Untaught Lessons
I got the news while I had gone out to watch a movie. I just could not believe what I was reading. Was he playing a prank, was he lying? But what was written in the text message was definitely not something to joke about. His father had committed suicide. I called up the sender of the SMS to know exactly what he meant by those words. I knew the meaning but I wanted to know if he really meant it – because this seemed something straight out of a movie.
It was definitely the truth. I forgot about it for a while and continued to enjoy the day out with friends. When it was time to head back home, I was reminded of the tragedy. I knew I had to go and see him once. But I felt confused and a little nervous. Firstly, in my relatively short stay on this planet, I have not been in such a situation, where someone who was my direct acquaintance and not known to my family, had lost someone. Usually, I am with my family when I go pay condolences to those who are aggrieved. But this time, I had to handle it alone and I felt unprepared.
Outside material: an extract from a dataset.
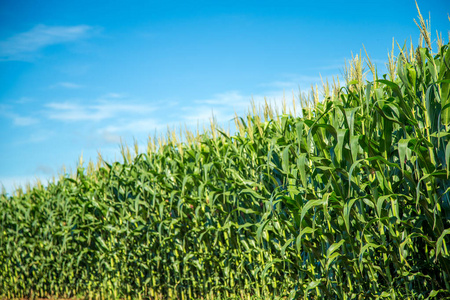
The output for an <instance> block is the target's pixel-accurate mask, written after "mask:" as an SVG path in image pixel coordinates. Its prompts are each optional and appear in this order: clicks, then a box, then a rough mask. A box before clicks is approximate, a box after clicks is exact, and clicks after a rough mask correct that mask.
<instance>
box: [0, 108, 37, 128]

I reached his house. He came out and I hugged him. I still felt like it was all a nightmare. I have lost some really special people and I know how it felt to have Death snatch somebody away from you. But I felt shattered inside when I listened to him narrate the sequence of events. It does take time but one finally comes to term with a natural death.
But how do you find a reason for a suicide? Who do you blame? Most importantly, who do you ask? I could see that he was now in a state of utter despair, helplessness, hopelessness and frustration. All I could do was offer him a few words. You might think that you know it all but there are times when you face questions that have absolutely no answers. There was no way I could take his pain away. What do I say to someone who saw his own father hanging lifeless from the ceiling fan – his neck broken, eyes open and body stiff. There was absolutely nothing I could say or do to erase that particular moment from his memory when he saw the doctors butchering the body of his father in the name of a post-mortem. He stood there, in front of us all, telling us everything in detail. Not once, did I see a tear escape his eye. Not once, did I hear his voice choke. In front of me was a guy, who I had never really held in high esteem because of certain actions but that night, I could not help but salute his courage. He had lost his all but stood tall, facing every problem head-on. He did not cry or wail. He hadn’t slept, eaten but still had the energy left in him to tell me that he would turn this all around. And I believe him.
Without even trying to, he taught me some things that I shall never forget for as long as I live. I had always considered myself superior to him in all respects. But that night as I walked back to the car, I felt like a loser who still had a lot to learn. I felt silly. I felt small.